Photo: Whit Welles/ Creative Commons
Despite this international moratorium, several countries, including Japan, have continued to carry out commercial whaling justifying it as scientific research.
The International Court of Justice ruled in March 2014 that Japan’s whaling program in the Antarctic had violated multiple provisions of the International Convention for the Regulation of Whaling. In 2015, at the last IWC meeting, a resolution was approved requesting that no more lethal research be carried out without the IWC Scientific Committee first assessing and approving the work. Despite these declarations from the international community, Japan resumed whaling in the Southern Ocean during the 2015/2016 season, killing 333 Antarctic minke whales.
One less explored facet of Japan’s whaling activities in international waters concerns their use of the Automatic Identification System (AIS). AIS is the same big data source that powers Global Fishing Watch. It was originally conceived and implemented as a safety system to help prevent vessel collisions at sea by sharing the location of ship traffic.

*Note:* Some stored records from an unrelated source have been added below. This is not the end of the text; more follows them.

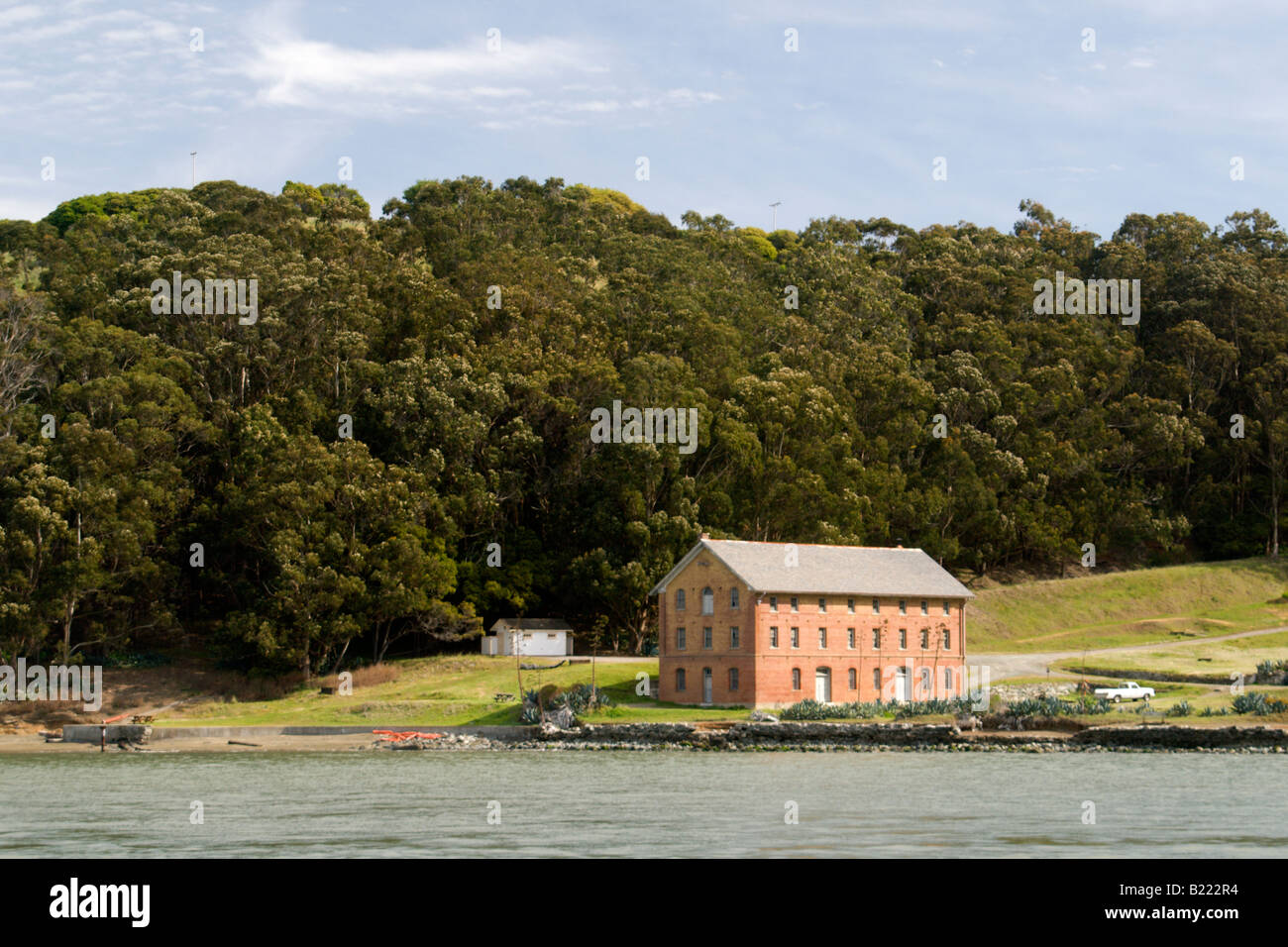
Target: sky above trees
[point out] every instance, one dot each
(729, 120)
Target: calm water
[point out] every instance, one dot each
(643, 804)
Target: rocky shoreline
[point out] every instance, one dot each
(827, 737)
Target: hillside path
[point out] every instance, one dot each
(1035, 664)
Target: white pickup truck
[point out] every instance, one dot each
(1129, 690)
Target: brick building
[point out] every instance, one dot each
(771, 624)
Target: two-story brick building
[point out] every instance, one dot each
(771, 624)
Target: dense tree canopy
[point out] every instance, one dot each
(398, 446)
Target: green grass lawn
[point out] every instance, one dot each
(1140, 607)
(1168, 693)
(447, 690)
(1219, 659)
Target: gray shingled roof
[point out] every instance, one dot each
(829, 570)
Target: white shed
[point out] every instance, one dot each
(546, 637)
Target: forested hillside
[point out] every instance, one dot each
(469, 333)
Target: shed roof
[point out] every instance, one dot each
(531, 625)
(828, 570)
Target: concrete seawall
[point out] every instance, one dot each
(750, 736)
(143, 733)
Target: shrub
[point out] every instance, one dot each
(1256, 702)
(1273, 673)
(1054, 706)
(812, 710)
(578, 698)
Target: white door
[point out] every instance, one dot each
(823, 685)
(901, 684)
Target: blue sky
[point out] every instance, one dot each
(729, 121)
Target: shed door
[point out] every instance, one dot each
(823, 685)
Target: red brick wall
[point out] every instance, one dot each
(765, 672)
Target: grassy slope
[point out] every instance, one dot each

The International Maritime Organization, via the International Convention for the Safety of Life at Sea (SOLAS), developed safety protocols for use of AIS. SOLAS requires that all vessels of 500 gross tonnage and above operate AIS at all times. Japan codified SOLAS safety regulations in its own domestic laws.

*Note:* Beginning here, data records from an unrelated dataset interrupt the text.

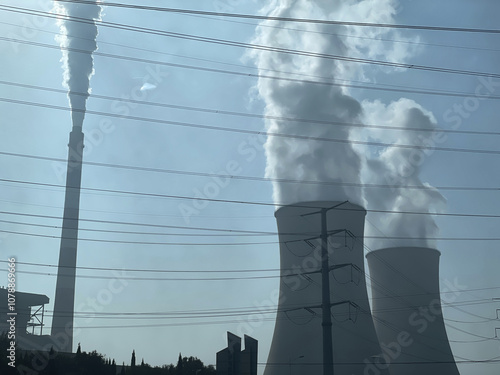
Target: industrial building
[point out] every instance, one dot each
(407, 311)
(234, 361)
(297, 341)
(29, 320)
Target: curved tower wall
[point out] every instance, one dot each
(407, 311)
(297, 342)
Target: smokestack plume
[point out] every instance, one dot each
(400, 168)
(78, 42)
(301, 159)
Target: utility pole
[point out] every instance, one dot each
(325, 292)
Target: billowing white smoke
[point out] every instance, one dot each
(297, 159)
(400, 169)
(78, 66)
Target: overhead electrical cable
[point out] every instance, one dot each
(251, 178)
(287, 19)
(329, 82)
(128, 232)
(182, 197)
(255, 115)
(245, 45)
(252, 132)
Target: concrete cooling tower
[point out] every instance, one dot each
(407, 312)
(297, 342)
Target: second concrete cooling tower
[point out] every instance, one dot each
(407, 312)
(297, 342)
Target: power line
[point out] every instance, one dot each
(240, 45)
(388, 88)
(254, 132)
(259, 116)
(287, 19)
(250, 178)
(490, 216)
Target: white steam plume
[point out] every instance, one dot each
(340, 162)
(400, 168)
(78, 66)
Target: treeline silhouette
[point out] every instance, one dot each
(84, 363)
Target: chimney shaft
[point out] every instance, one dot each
(62, 321)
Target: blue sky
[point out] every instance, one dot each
(43, 132)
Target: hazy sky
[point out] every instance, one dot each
(131, 220)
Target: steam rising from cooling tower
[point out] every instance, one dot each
(401, 168)
(342, 161)
(78, 42)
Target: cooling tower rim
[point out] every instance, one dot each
(344, 206)
(403, 249)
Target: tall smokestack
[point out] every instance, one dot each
(297, 341)
(62, 322)
(407, 311)
(78, 42)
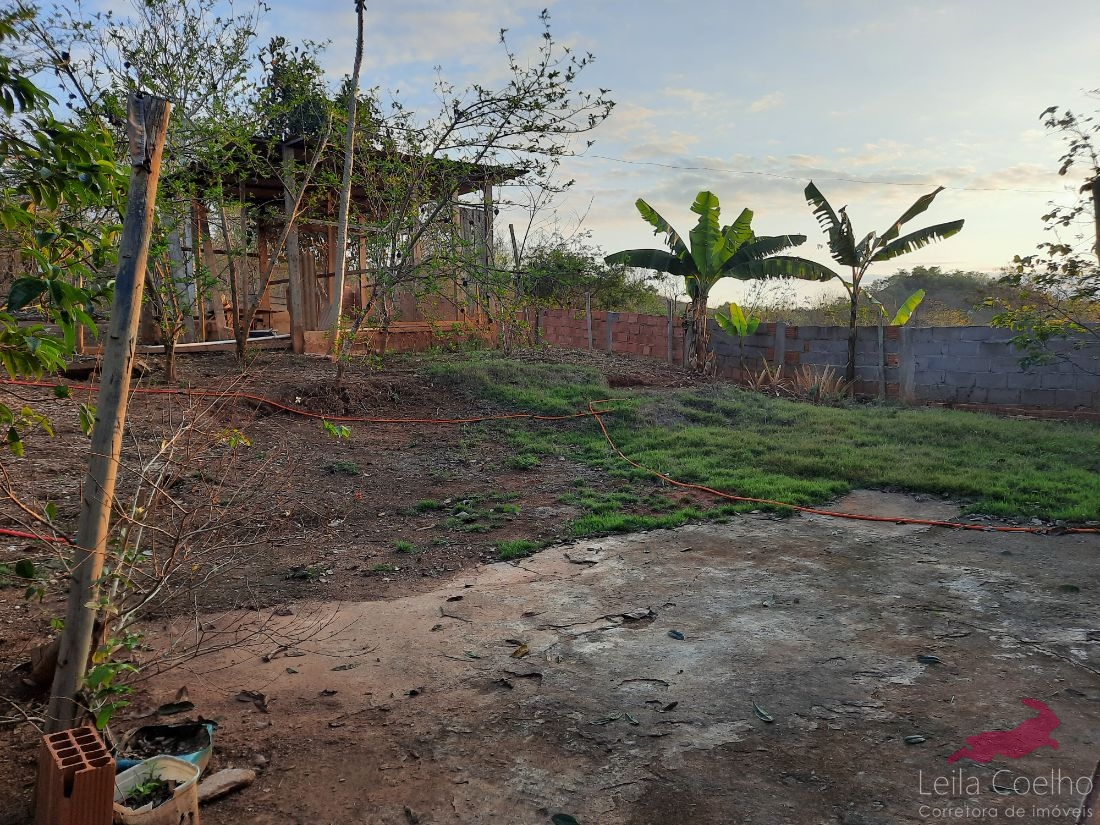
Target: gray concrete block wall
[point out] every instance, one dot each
(924, 364)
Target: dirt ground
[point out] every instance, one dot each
(800, 670)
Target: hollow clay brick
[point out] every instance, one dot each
(76, 780)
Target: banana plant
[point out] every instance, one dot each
(904, 311)
(715, 252)
(736, 322)
(873, 248)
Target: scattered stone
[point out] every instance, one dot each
(224, 782)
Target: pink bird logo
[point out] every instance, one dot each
(1024, 738)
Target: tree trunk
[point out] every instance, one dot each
(169, 360)
(849, 373)
(147, 127)
(702, 359)
(340, 253)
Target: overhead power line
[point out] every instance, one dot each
(817, 177)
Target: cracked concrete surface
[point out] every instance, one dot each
(612, 717)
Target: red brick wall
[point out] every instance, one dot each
(633, 333)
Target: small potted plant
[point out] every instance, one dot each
(158, 791)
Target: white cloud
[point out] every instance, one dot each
(772, 100)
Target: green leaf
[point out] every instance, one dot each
(708, 249)
(842, 243)
(919, 206)
(783, 266)
(653, 260)
(906, 309)
(761, 248)
(917, 240)
(671, 237)
(25, 290)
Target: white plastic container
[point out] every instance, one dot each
(183, 809)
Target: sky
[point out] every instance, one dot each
(878, 101)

How well is Japan’s whaling fleet following these safety measures? The data suggest not well at all. During the 2013-2014 and 2015-2016 Antarctic summers, Japanese whaling vessels largely turned off their AIS safety devices while hunting whales in the Southern Ocean. These whaling vessels all exceed 700 gross tonnage, well above the size threshold for which SOLAS regulation would require continuous use of AIS.
Take for example the case of the Shonan Maru No. 2, a Japanese vessel that has been documented to be engaged in whaling activities in the Southern Ocean. On December 1, 2015 an AIS position placed the Shonan Maru No. 2 at a port in the Kanmon Straits near Kitakyushu, Japan. The next AIS position is transmitted 83 days later, on February 21, 2016, in the Southern Ocean. The vessel continued to travel back to the Japan, arriving to the Shimonoseki port on 22 March 2016.

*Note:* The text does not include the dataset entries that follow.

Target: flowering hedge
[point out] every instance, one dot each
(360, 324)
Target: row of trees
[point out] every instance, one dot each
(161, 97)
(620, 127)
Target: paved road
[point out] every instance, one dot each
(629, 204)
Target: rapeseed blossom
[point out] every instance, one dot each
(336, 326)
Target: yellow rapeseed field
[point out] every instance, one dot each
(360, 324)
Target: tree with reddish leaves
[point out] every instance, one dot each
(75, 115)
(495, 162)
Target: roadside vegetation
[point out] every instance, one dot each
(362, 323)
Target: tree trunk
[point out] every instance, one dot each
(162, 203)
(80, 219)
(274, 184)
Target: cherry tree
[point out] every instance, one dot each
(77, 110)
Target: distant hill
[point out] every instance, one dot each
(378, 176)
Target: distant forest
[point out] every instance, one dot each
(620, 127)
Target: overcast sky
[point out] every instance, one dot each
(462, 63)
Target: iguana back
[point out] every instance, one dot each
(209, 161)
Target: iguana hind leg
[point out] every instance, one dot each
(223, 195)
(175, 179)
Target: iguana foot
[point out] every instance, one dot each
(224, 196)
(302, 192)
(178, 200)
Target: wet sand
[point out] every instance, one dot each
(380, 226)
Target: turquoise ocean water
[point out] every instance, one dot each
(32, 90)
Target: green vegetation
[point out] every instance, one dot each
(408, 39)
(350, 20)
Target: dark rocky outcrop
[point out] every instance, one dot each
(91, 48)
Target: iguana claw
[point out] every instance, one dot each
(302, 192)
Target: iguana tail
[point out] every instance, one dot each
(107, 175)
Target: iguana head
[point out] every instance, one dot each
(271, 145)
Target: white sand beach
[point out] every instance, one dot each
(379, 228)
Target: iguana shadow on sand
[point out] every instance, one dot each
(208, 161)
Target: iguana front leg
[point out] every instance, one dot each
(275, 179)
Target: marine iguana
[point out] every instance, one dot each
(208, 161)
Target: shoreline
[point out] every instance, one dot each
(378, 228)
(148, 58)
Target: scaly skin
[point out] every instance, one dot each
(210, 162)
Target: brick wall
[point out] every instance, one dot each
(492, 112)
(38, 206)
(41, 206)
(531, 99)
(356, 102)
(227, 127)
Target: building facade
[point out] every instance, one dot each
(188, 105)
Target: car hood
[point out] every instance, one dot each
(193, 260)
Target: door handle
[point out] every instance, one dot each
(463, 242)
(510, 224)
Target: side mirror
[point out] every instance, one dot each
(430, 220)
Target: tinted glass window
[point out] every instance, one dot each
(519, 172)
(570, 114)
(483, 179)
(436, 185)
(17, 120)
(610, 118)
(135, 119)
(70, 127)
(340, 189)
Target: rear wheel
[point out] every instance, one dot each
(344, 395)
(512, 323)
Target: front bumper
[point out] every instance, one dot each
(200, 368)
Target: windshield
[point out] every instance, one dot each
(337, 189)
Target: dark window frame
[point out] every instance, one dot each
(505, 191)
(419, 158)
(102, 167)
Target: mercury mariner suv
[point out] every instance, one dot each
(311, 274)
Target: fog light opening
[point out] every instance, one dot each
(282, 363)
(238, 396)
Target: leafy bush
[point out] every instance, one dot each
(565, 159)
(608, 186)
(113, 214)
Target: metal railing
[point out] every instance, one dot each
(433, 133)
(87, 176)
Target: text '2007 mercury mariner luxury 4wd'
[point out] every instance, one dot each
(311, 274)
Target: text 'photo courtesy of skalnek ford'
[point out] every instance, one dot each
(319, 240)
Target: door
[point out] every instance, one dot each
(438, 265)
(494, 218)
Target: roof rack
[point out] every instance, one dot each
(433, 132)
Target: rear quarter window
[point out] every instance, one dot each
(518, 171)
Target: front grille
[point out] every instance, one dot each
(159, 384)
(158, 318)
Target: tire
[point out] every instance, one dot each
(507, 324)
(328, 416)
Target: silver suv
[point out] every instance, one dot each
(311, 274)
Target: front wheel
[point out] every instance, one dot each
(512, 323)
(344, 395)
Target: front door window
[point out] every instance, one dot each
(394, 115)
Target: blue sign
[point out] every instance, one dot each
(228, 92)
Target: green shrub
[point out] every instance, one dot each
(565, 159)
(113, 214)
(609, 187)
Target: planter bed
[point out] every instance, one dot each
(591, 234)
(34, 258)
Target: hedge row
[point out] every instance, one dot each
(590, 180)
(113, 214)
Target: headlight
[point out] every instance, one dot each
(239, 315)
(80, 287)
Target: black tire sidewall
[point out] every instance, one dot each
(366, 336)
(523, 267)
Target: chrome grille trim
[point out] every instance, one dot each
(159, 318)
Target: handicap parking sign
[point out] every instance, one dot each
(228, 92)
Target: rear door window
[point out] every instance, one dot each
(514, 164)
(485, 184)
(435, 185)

Three other vessels in the whaling fleet have AIS tracks in mid-November 2015 at ports in Western Japan, that then disappear until late March 2016 when they turn up back in port near Kitakyushu, Japan or near Sendai, Japan. This includes the vessel, Nisshin Maru, which was reported to be participating in the Antarctic whaling season of 2015-2016.
In some areas of the world, extended blackouts may be the result of insufficient satellite coverage or crowded airwaves from high vessel density. However, satellite coverage in the Southern Ocean is exceptionally good, and data analysis by Global Fishing Watch suggests that these AIS signal blackouts represent periods of time in which vessel AIS devices were intentionally turned off. From January – March 2016, AIS tracks for myriad vessels are visible in the Southern Ocean, which is characteristic for other years. Vessels navigating the southern ocean include fishing boats, research vessels, and tourist cruise ships.
The remoteness, harsh weather, and frigid water of this polar ocean region would make it a particularly tragic place for a maritime accident to occur, and should demand extra diligence with respect to safety measures, not less.
By using their AIS safety system to reduce the risk of vessel collision Japan’s whaling operations would also confer the added advantage of transparency. Sharing cruise information with all nations whose responsibility it is to co-manage biodiversity in these fragile and rapidly changing international waters would reduce the appearance of secrecy that raises suspicions of wrongdoing.
Japan’s whaling operations are the only research expeditions that we are aware of that operate with their AIS blacked out.
Photo: Customs and Border Protection Service, Commonwealth of Australia /Creative Commons
If Japan’s whaling vessels are indeed not complying with national and international regulations for safe ocean travel – this is a matter that we would want maritime legal experts to look into further.
The International Whaling Commission discussions underway this week provide a valuable forum in which to consider the risks associated with the decision by many of Japan’s whaling vessels to turn off their AIS safety systems.
If Japanese whaling cruises were required to responsibly use their AIS, that would reduce the risks these vessels are now posing to both ocean ecosystems and human safety.